The Sunday Times reported that many companies are targeting employees approaching retirement with pension offers that could leave them much worse off.  Typically, this comes in the form of an offer of a higher pension provided you give up the right to all future increases. In one example, a man of 65 might be offered a starting pension of £26,000 instead of £20,000, which sounds terrific – but if he lives for the average 22 years and inflation averages 5%, he would be £240,000 worse off as a result of taking the offer.

Offers of this type are hard to evaluate, so we recommend you seek our advice before making a decision.

Is Gold Still Worth Buying – Or Are All Commodities Best Avoided?

A sudden 8% slump in the gold price to $1,400 per ounce prompted many newspapers to ask if the 12-year bull market in gold  – the price was just $263 per ounce in January 2001 – was over. Experts and fund managers cited fears about an impending sale of gold by Cyprus, big sales by some hedge funds and the end of worries about inflation as reasons for the slide. As ever, a minority of investors have kept faith in gold and still expect the money-printing efforts of central banks to result in rising inflation at some point, with gold seen as the best form of insurance against this possibility.

This may no longer be a good hedge against inflation, and with the weakness in global growth and the phenominal growth over the last 12 years in the value of this asset are we in for a period of stagnant growth or possible a decline in value. On a risk adjusted return basis, I believe there are alternate assets where the potential returns are higher and more expected and defined.

Don’t forget the taxman – when buying and selling online

A survey cited by the Sunday Times claims as many as 8 million people buy and sell items online. That’s twice as many as the number officially self-employed, so it may be that many of these people haven’t yet registered with the taxman.
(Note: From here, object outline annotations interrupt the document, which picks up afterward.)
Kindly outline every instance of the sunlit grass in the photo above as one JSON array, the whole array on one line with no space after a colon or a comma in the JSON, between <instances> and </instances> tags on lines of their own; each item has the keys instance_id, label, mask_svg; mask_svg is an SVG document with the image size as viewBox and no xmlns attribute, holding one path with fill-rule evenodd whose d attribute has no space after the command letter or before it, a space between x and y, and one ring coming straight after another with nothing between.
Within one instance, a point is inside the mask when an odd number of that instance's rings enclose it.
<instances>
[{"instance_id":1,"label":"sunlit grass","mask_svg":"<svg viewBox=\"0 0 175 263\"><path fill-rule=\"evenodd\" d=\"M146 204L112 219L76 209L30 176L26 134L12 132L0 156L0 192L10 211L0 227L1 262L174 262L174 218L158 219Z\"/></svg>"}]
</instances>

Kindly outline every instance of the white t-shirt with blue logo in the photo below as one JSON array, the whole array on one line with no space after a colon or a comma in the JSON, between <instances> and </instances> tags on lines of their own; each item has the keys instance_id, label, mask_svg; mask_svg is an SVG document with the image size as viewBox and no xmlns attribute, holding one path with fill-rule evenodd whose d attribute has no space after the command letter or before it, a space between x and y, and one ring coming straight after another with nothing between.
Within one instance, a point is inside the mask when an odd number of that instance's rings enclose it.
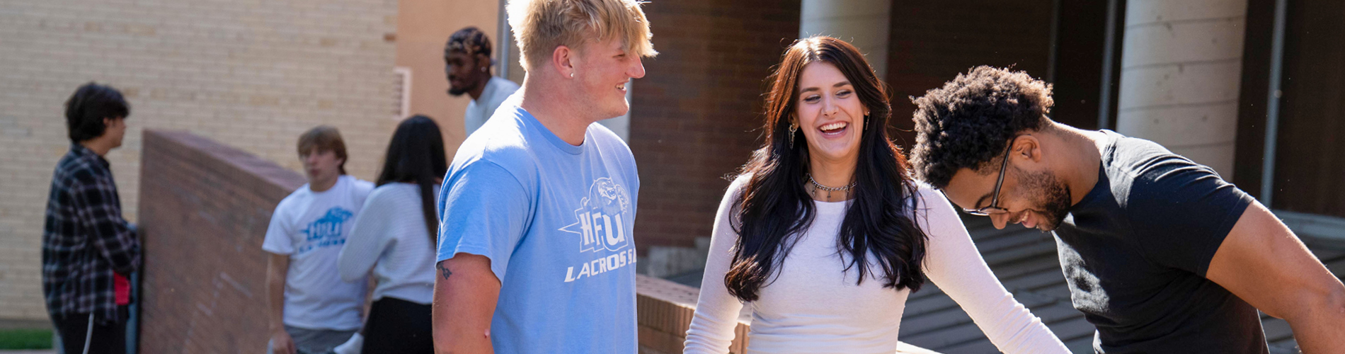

The self-employed section of the HMRC website sets out the basic rules – for example, you need to pay Class 2 NI contributions to qualify for the State pension. It’s important to remember that because you pay income tax (on your profits) in arrears, you need to set aside money for the tax payments that become due at the end of January and July.

Investors That Turn to Buy To Let Properties 

According to a specialist lender cited by the Sunday Times, over 29,000 landlords entered the BTL market for the first time in 2012, attracted by returns much higher than those available on deposit accounts. As a recent Financial Times feature on BTL made clear, the best net returns are secured by those who use borrowings to finance their purchases and offset mortgage interest against rental income.  Both papers featured the wide regional variations in rental yields available.

The pity was, they forgot to mention the work involved, the risks, the lack of liquidity, this is a long-term investment. There is no guarantee the rent is paid and that capital value will increase. Sadly, many actually lose money on the investment or could have made better returns in a fixed term deposit account.

Property as an investment can generate good returns. I suggest it is only suitable for some and the actual returns are precarious. I speak as both an experienced IFA (Independent Financial Adviser), so I have seen the success stories and the failures; and also, as a landlord myself – with all the problems, costs and hopefully successes in the future.